[HACKERS] Re: [bug fix] multibyte messages are displayed incorrectly on the client

2014-06-23 Thread Heikki Linnakangas

On 04/05/2014 07:56 AM, Tom Lane wrote:

MauMau maumau...@gmail.com writes:

Then, as a happy medium, how about disabling message localization only if
the client encoding differs from the server one?  That is, compare the
client_encoding value in the startup packet with the result of
GetPlatformEncoding().  If they don't match, call
disable_message_localization().


AFAICT this is not what was agreed to in this thread.  It puts far too
much credence in the server-side default for client_encoding, which up to
now has never been thought to be very interesting; indeed I doubt most
people bother to set it at all.  The reason that this issue is even on
the table is that that default is too likely to be wrong, no?

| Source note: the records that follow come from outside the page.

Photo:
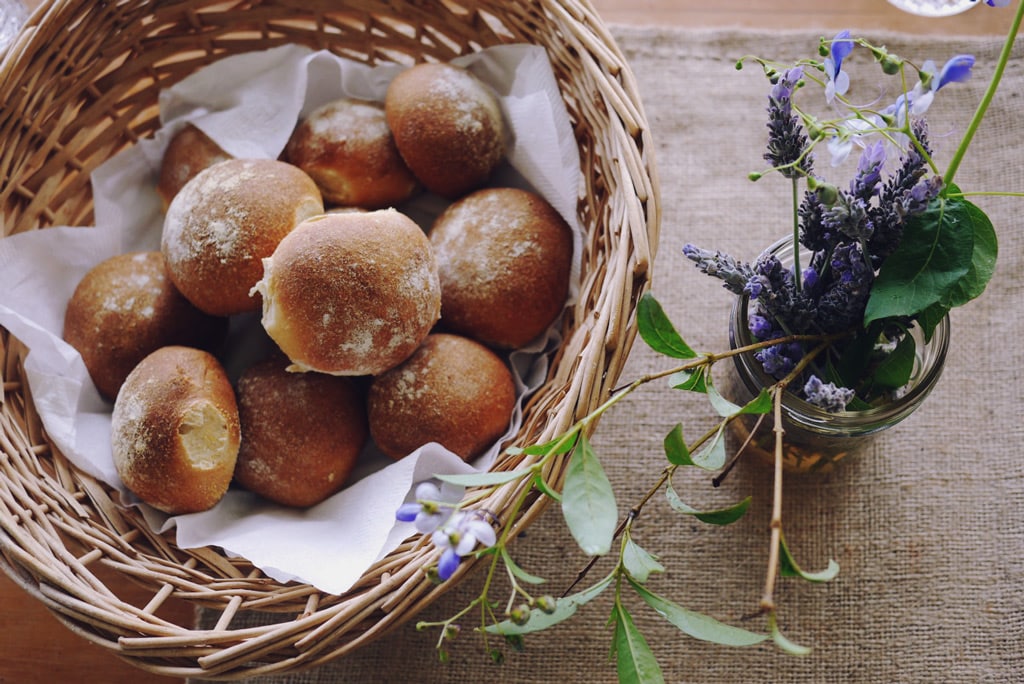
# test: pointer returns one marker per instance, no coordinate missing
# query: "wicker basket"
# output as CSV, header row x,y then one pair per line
x,y
80,84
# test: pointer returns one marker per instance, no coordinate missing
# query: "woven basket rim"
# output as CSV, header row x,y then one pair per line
x,y
73,100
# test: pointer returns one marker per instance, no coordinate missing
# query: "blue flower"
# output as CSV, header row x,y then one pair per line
x,y
458,539
760,327
839,81
433,506
956,70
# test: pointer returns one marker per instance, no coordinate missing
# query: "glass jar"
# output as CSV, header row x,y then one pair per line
x,y
815,439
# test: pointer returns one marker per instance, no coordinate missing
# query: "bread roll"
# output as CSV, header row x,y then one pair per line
x,y
346,146
504,256
351,293
301,432
224,221
188,152
175,430
452,390
125,308
448,126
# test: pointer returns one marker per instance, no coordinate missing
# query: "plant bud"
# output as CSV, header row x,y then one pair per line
x,y
546,603
827,194
519,614
891,65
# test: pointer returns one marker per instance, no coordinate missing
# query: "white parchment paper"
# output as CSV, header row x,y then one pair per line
x,y
249,104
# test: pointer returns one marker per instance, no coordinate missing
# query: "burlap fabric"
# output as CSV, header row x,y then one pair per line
x,y
927,524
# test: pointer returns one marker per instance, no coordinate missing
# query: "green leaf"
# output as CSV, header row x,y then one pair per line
x,y
790,568
722,405
696,624
634,659
675,447
657,331
722,516
781,641
638,562
563,443
934,254
982,258
693,381
518,571
565,607
894,371
483,479
712,455
930,318
545,488
588,502
762,403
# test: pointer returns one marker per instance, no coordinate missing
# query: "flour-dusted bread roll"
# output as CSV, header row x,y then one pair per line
x,y
453,391
175,430
346,146
351,293
301,432
225,220
448,126
188,152
125,308
504,256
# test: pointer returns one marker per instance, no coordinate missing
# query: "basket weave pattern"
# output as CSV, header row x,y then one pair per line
x,y
80,84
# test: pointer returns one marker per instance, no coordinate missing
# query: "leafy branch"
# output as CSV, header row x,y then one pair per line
x,y
590,510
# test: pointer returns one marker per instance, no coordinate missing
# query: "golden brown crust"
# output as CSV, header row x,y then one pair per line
x,y
224,221
448,126
504,256
188,152
453,390
175,430
301,432
125,308
346,146
351,293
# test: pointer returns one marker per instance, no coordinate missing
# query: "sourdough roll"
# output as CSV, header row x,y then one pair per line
x,y
346,146
125,308
453,391
301,432
448,126
225,220
504,256
188,152
351,293
175,430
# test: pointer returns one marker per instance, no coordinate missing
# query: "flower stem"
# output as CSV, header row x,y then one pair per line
x,y
796,234
986,99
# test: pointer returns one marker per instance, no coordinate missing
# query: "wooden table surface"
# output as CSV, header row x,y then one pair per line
x,y
37,648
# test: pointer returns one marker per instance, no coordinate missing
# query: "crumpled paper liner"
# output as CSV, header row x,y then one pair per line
x,y
249,104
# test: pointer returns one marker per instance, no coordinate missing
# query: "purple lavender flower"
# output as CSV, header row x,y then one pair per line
x,y
865,183
733,274
760,327
826,395
779,359
786,141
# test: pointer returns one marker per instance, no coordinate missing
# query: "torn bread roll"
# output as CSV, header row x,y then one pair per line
x,y
175,430
225,220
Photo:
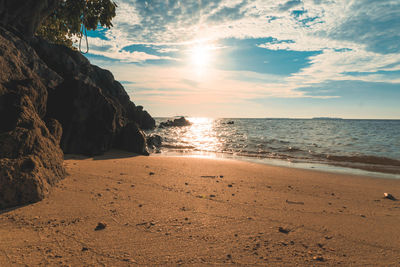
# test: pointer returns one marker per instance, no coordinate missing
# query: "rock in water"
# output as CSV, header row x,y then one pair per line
x,y
132,139
94,110
177,122
30,158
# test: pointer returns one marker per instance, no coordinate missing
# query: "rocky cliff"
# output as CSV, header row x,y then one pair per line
x,y
52,100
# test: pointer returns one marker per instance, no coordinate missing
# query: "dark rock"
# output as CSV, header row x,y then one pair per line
x,y
100,226
177,123
93,109
283,230
25,16
154,141
30,158
132,139
389,196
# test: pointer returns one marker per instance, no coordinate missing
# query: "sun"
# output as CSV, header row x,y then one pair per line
x,y
200,55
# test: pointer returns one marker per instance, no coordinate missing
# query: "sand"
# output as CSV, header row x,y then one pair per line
x,y
193,211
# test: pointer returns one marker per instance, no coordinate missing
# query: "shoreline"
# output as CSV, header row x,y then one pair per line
x,y
320,166
194,211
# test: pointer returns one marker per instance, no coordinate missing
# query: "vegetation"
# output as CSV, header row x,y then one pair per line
x,y
66,21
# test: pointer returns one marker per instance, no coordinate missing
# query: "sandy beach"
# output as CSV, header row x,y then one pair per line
x,y
194,211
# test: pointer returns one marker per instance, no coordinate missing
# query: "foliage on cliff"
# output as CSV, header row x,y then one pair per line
x,y
66,21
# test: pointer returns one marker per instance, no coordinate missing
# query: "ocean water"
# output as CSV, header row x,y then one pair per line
x,y
371,145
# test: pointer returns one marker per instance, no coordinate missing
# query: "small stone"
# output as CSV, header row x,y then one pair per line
x,y
389,196
283,230
318,258
100,226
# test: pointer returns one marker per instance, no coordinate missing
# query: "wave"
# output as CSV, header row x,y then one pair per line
x,y
177,146
365,159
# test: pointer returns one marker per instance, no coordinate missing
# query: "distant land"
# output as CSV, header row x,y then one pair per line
x,y
326,118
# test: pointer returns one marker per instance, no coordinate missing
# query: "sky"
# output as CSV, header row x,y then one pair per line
x,y
256,58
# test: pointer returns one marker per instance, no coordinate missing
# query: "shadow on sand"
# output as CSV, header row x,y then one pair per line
x,y
112,154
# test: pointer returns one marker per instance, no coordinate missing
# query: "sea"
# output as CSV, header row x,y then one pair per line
x,y
366,147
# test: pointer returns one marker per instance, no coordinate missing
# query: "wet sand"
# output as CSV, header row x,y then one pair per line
x,y
191,211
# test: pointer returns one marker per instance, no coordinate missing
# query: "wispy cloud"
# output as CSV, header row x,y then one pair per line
x,y
348,37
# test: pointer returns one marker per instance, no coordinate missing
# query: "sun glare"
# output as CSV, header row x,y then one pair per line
x,y
200,55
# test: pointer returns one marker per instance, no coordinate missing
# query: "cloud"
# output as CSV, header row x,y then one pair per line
x,y
289,5
347,37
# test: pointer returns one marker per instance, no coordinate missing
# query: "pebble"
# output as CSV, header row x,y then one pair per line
x,y
318,258
100,226
389,196
283,230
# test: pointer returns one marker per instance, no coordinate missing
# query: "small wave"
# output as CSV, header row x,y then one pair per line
x,y
177,146
365,159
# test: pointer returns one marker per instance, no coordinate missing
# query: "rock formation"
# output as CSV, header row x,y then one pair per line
x,y
91,106
53,100
30,157
23,17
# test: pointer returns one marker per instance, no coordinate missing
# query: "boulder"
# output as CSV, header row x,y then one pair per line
x,y
23,17
91,106
30,158
177,123
132,139
154,142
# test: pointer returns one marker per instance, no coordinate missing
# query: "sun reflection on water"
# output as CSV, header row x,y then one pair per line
x,y
202,134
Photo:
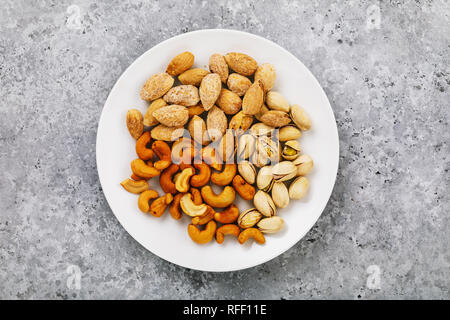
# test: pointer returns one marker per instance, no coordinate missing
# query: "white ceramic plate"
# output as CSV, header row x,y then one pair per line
x,y
168,238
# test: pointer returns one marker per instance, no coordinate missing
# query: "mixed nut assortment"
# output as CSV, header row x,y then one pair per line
x,y
222,127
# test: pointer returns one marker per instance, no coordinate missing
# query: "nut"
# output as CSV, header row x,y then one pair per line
x,y
291,150
289,132
247,171
241,63
253,98
304,164
270,225
156,86
300,117
249,218
134,186
216,123
135,123
184,95
190,208
280,195
193,76
161,132
284,171
298,188
149,119
217,64
238,83
180,63
264,203
245,190
266,72
210,88
172,116
264,180
276,101
275,118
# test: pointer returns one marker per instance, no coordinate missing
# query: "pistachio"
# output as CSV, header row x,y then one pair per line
x,y
289,132
280,195
304,164
246,146
270,225
249,218
300,118
264,180
264,203
291,150
298,188
247,171
284,170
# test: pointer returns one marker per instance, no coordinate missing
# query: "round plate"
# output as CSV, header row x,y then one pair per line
x,y
168,238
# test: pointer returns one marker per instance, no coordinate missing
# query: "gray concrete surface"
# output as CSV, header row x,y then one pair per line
x,y
385,68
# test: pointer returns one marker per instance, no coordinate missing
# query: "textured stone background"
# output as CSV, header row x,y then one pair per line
x,y
385,231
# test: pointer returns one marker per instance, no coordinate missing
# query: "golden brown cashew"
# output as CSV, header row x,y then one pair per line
x,y
226,229
251,233
203,236
221,200
141,169
159,205
228,215
144,198
245,190
226,176
164,154
142,151
202,178
165,179
134,186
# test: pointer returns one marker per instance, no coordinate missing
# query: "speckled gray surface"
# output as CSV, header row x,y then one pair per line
x,y
385,68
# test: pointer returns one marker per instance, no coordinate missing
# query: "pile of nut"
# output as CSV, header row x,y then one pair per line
x,y
239,134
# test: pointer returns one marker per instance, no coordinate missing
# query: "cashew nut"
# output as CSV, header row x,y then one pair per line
x,y
141,169
226,176
159,205
202,178
165,179
245,190
221,200
251,233
203,236
164,154
182,182
226,229
142,151
190,208
134,186
144,198
228,215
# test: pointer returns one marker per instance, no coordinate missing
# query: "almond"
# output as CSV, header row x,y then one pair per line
x,y
266,72
135,123
184,95
241,63
217,64
156,86
193,76
149,119
172,116
216,122
238,84
210,90
253,99
180,63
275,118
229,101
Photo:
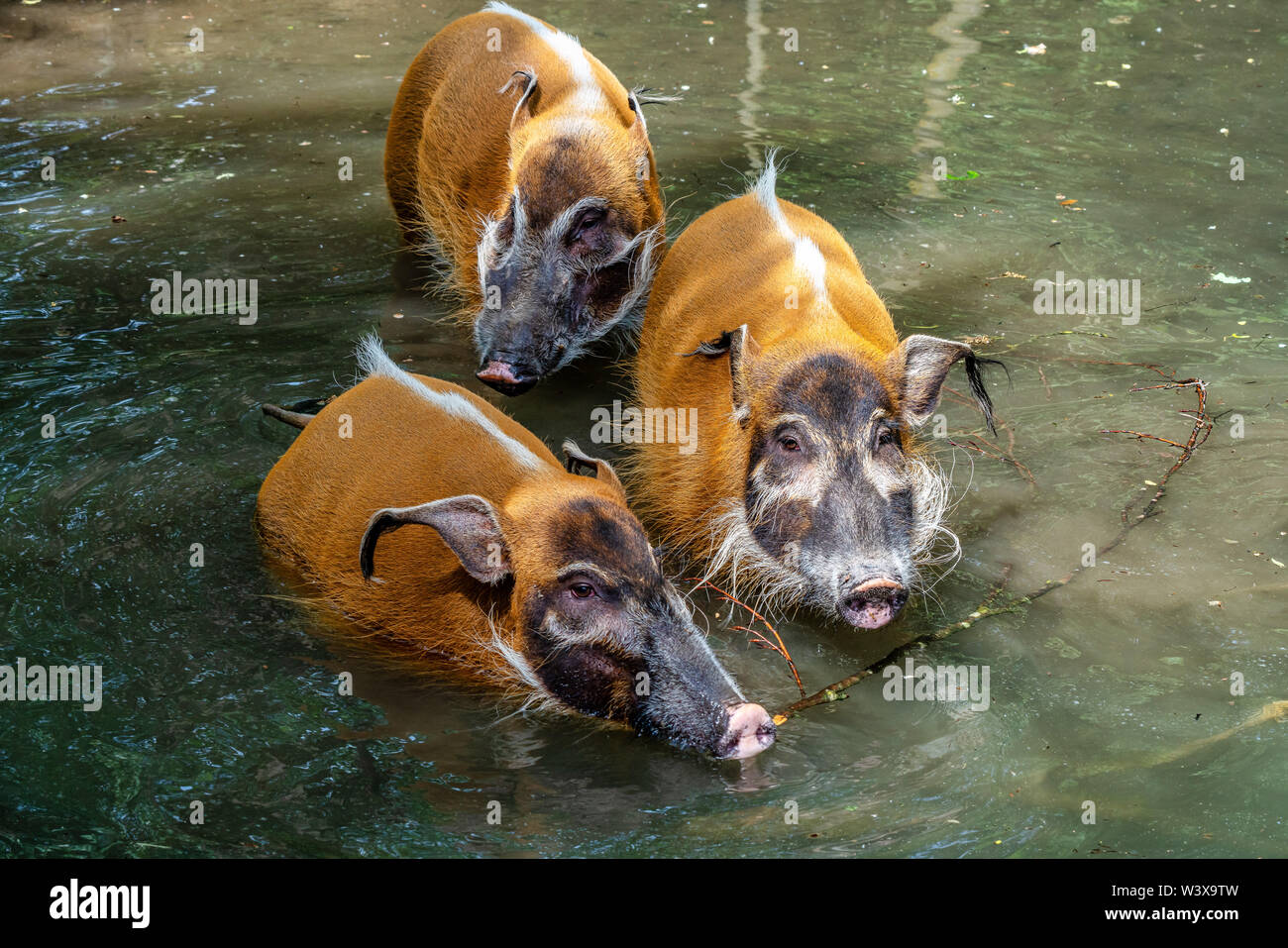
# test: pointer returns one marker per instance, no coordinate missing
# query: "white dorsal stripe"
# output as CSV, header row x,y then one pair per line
x,y
589,95
373,360
806,256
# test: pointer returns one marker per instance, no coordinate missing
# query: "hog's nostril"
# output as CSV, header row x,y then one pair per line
x,y
748,732
874,603
506,377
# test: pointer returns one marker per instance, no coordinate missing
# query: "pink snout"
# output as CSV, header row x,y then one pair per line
x,y
748,732
874,603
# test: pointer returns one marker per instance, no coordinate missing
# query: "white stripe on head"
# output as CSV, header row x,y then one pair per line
x,y
589,95
375,361
806,256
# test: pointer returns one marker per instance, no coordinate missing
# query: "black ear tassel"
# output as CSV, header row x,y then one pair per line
x,y
715,347
975,376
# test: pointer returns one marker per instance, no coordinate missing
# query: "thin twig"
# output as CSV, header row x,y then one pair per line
x,y
758,639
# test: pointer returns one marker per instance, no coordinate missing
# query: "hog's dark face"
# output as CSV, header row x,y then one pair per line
x,y
838,505
608,635
831,494
568,260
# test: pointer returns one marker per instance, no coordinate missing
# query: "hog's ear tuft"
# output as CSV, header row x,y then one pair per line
x,y
524,82
742,352
468,524
921,365
580,463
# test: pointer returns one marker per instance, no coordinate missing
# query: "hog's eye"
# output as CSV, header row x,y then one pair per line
x,y
587,223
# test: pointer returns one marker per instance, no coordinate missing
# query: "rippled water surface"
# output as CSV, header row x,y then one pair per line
x,y
223,163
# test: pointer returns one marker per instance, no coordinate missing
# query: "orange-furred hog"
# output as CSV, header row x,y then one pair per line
x,y
519,158
417,511
806,483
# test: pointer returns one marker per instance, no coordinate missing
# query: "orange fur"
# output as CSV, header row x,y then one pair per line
x,y
317,500
452,155
732,266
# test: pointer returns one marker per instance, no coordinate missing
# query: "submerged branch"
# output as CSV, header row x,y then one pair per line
x,y
1012,603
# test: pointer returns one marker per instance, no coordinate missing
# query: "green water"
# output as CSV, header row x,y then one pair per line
x,y
223,163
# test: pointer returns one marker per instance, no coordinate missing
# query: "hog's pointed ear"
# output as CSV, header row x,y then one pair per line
x,y
523,86
742,352
921,364
468,524
580,463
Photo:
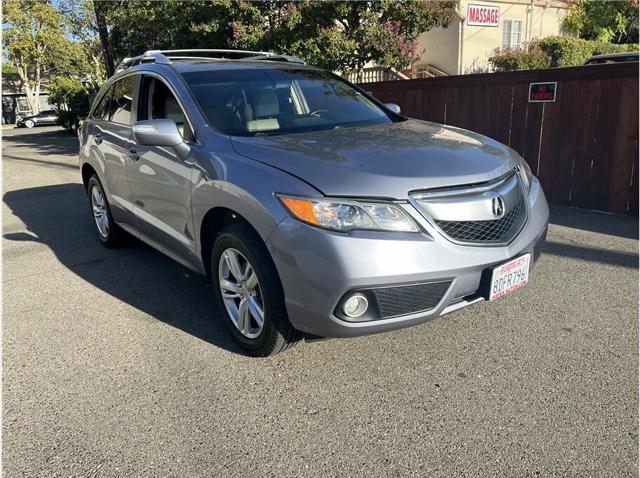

Also, whatever possessed you to use pg_get_encoding_from_locale to
identify the server's encoding?  That's expensive and seems fairly
unlikely to yield the right answer.  I don't remember offhand where we
keep the postmaster's idea of what encoding messages should be in, but I'm
fairly sure it's stored explicitly somewhere.  Or if it isn't, we can for
sure do better than recalculating it during every connection attempt.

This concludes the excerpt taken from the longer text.